Just wanted to get some other opinions, as frogday is near and I wouldn't mind looking to pick up a mate for this girl (or boy). It's an almost 3 year old cobalt, and looks to be a female to me. Sorry, I didn't realize the pics were so blurry until I pulled them of the camera, but I tried to get the important angles.

Thanks!


----------



## heatfreakk3 (Oct 15, 2008)

Looks like a female to me by looking at toe pads and body size.


----------



## Woodsman (Jan 3, 2008)

I would agree that, based on the toepads in the first photo, this is a female. She also seems either very fat or maybe bloated or egg-bound? Is this how she looks normally?

Richard.


----------



## Darts/Mantellas.by.P3RRY (Feb 1, 2011)

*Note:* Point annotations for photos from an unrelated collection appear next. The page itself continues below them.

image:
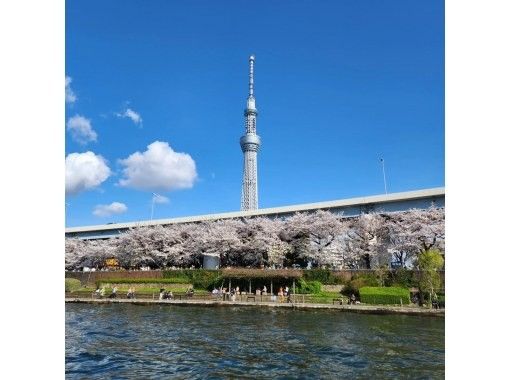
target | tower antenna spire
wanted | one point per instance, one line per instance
(252, 60)
(250, 144)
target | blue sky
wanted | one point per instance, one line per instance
(338, 84)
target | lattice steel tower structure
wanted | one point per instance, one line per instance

Yup female is my guess I have two that look very similar. That frog is deff. overweight though mine was to untill I cut down her on her feedings...


----------



## patm (Mar 21, 2004)

Good, I'm glad the concesus agrees female. But yes, I believe I am guilty of overfeeding. I've been busy constructing the new frog room and have admittedly gotten a little careless with keeping a close eye on who needs to go on a diet. My leucs are looking a bit overweight as well.

Thanks for all the help,

Pat


----------



## fcreptiles (Jun 23, 2010)

Hello,

Definate female based on body and toe pads.

Nick
FCR


----------